The names of World Cup record holders are like a roll-call of footballing greats and every four years players such as Pele, Miroslav Klose, Diego Maradona, and Jose Batista must wonder whether their feats will be surpassed.
Hold on. Jose Batista? Who’s Jose Batista?
If Batista’s name seems out of place alongside the only player to win three World Cups, the highest goalscorer in the tournament’s history, and the man with most appearances as a team captain, then cast your mind back to Mexico 1986.
Less than a minute had gone in Uruguay’s final group game against Scotland when the French referee showed Batista a red card for a challenge on Gordon Strachan. Officially timed at 52 seconds, it remains the fastest sending off in World Cup history.
“Some people hadn’t even sat down to watch the game and I was already off,” Batista told Reuters.
“I went into the dressing room and the kit man asked me what I was doing. I got sent off, I said. He didn’t believe me. How can you have been sent off when they’re still playing the national anthem? He had to look out the dressing room window to see if I was telling the truth.”
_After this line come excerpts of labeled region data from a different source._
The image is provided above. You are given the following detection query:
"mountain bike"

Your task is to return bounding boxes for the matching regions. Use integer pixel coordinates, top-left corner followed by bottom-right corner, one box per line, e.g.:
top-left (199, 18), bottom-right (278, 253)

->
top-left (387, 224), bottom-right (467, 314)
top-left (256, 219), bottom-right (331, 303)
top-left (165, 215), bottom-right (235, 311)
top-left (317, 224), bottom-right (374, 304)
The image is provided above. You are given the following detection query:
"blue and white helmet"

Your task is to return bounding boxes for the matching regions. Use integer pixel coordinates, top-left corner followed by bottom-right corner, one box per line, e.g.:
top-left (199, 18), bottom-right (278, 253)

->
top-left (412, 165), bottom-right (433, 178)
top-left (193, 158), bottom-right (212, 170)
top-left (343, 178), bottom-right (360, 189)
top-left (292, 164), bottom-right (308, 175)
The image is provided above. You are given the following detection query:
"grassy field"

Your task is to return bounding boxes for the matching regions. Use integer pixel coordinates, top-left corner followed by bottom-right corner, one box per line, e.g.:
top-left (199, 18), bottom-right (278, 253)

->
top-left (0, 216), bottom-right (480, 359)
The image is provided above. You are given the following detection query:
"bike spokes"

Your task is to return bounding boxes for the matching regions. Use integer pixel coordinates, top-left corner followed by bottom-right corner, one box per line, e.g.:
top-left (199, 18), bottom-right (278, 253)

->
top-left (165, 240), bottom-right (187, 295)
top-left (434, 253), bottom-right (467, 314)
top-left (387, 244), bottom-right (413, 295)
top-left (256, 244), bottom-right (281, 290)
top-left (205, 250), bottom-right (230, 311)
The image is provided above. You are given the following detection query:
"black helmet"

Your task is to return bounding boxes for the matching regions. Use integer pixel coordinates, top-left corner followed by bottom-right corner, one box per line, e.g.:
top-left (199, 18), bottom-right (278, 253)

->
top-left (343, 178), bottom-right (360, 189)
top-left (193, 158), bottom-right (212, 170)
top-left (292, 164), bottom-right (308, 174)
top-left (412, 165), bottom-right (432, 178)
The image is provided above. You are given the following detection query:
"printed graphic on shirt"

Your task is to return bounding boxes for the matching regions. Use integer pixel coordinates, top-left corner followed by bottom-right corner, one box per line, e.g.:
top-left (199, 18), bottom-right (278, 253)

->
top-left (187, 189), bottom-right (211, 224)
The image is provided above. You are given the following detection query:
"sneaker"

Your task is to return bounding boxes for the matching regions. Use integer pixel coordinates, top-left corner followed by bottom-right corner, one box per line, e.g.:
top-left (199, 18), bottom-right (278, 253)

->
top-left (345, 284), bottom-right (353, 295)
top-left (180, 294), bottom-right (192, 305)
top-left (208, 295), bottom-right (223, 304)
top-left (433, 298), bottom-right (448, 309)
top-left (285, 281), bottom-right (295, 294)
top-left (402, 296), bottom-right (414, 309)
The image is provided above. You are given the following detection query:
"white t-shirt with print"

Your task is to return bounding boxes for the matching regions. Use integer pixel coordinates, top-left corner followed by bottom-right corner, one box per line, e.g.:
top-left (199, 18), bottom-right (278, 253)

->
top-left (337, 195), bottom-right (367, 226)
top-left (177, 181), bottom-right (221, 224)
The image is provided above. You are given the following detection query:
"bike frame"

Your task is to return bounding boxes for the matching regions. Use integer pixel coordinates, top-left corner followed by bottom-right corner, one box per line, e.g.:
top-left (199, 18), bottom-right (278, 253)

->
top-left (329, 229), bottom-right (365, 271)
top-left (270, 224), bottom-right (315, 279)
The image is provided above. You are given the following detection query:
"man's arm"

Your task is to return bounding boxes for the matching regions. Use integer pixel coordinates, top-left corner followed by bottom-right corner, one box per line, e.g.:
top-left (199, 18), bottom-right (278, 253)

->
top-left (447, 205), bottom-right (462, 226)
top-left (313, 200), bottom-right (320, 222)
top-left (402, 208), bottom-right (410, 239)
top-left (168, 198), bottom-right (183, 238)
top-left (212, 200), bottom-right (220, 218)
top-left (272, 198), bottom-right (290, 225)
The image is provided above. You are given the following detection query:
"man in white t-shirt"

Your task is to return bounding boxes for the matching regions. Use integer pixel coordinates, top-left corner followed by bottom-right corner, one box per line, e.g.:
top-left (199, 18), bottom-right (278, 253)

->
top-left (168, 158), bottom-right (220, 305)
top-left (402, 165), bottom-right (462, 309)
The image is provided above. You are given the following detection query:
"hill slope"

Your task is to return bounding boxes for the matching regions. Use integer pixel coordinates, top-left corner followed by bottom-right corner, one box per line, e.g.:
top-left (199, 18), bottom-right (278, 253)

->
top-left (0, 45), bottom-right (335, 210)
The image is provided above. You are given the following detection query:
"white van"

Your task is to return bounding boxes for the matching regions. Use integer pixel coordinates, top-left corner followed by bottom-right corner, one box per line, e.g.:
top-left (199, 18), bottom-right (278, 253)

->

The truth has followed Batista around ever since but the 56-year old says it does not define him. He was sent off only “three or four times” during a 22-year professional career that included more than 60 goals, not bad for a defender.
Now coaching football and tennis at a club in suburban Buenos Aires, Batista is by now tired of the repeated reminders.
Sometimes he denies all knowledge and feigns mistaken identity. Sometimes he laughs. Sometimes he says, why don’t you ask me about the goals I scored?
He would love for someone to break his record in Russia and free him from this lifetime of notoriety. He is not hopeful.
“I don’t think so,” he answered, when asked if his record would ever fall. “Three or four minutes maybe but 52 seconds, I doubt it. It would be great if someone gets sent off that quick and finally this would all be over for me. But that’s the way it is. I wear this like a shirt.”